4.3. Choice of a cut point
It is arbitrary to define absolute cut off values of a continuous variable like Nt-proBNP. In the present study we balanced the cut off values between patients at the two extreme ranges of the spectrum. Note that the dramatic increase of MACE in the present study was related to a 10-fold rise of Nt-proBNP as shown in Fig. 3. The values therefore make sense in both cardiac normal patients and those suffering a MACE. The proposed cut off points are 3–4 fold higher than community derived reference values using the same assay. In a community study from Copenhagen the 95th percentile of NT-proBNP in normal subjects <70 years of age ranged from 17 to 24 pmol/l 3. Very few subjects were over the age of 70 years in that study, and the 95% confidence limit for Nt-proBNP values were 56 pmol/l–162 pmol/l in subjects from 70 to 79 years of age (n=19) and ≥80 years, respectively, (n=7). 3 These values are similar to the Nt-proBNP values defining the lower two quintiles in Fig. 3 meaning that 60% of all hospitalised patients would have elevated Nt-proBNP if community derived reference values had been used.
4.4. Limitations
The present study differs from most other studies in that hospitalised patients were examined instead of community subjects.

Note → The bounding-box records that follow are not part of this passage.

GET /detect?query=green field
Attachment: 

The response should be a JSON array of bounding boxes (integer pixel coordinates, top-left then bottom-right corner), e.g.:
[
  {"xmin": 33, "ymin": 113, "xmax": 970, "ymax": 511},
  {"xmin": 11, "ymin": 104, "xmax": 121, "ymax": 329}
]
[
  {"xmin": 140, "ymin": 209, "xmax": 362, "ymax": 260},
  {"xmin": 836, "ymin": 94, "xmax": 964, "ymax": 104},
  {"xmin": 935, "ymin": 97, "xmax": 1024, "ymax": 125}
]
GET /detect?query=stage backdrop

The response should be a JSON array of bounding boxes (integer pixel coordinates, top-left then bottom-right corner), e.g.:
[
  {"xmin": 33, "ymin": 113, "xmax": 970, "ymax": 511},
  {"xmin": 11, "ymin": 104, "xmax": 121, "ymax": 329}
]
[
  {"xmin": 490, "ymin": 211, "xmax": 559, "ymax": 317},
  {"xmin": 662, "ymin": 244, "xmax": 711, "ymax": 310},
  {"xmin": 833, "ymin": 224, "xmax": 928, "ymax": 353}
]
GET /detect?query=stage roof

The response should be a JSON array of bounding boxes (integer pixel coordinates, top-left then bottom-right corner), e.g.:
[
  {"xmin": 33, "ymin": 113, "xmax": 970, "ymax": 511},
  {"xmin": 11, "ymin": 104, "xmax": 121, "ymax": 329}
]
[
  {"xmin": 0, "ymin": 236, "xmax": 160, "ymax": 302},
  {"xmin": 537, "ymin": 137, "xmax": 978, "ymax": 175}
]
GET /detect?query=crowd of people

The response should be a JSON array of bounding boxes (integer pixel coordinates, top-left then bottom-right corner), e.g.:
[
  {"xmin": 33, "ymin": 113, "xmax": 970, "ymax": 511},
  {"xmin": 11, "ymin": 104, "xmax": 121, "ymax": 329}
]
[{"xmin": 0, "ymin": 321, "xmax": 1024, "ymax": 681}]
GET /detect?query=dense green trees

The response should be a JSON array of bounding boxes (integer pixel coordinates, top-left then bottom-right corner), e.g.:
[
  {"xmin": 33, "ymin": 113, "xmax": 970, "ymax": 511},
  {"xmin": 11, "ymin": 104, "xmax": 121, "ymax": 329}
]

Higher cut off values would, therefore be expected and it is important to derive reference values that match the clinical situation. The rationale for choosing the combined MACE as an endpoint for the present analysis was to identify some events that most physicians and patients, would like to predict and prevent. Area under the curves would not have been different by defining future cardiac events over 360 days instead of 90 days. We chose a limit of 90 days for MACE, as we would like to predict patients at risk of events during or a short time after hospitalisation, so that preventive measures could be taken while the patient was admitted. Note that our analysis was not flawed by any interaction between Nt-proBNP, the echocardiogram and routine clinical management. The present Nt-proBNP and echocardiogram were exclusively performed for research purposes and not reported to the physicians in daily clinical practice.
The reason why the present values differ from other studies may be that a different assay was used. The present thresholds at 97 pmol/l (40–59 years), 246 pmol/l (60–74 years) and 305 pmol/l (>75 years) by the present assay would be comparable to 36 pmol/l, 91 pmol/l and 113 pmol/l, or 304 pg/ml, 770 pg/ml and 956 pg/ml, respectively, if converted to the Elecsys pro-BNP assay. Another obvious explanation is the different nature of the studied population because hospitalised patients are very seldom completely normal despite having excluded cardiac abnormalities.
4.5. Perspective
Raised values of NT-proBNP could be interpreted similarly to serum creatinine. Normal values gradually increase with age, values above the normal reference range indicate non-specific organ dysfunction that allow doctors to take precautions and perhaps initiate special investigations depending on the clinical situation. Significantly raised values indicate severe organ dysfunction and mandate further investigations.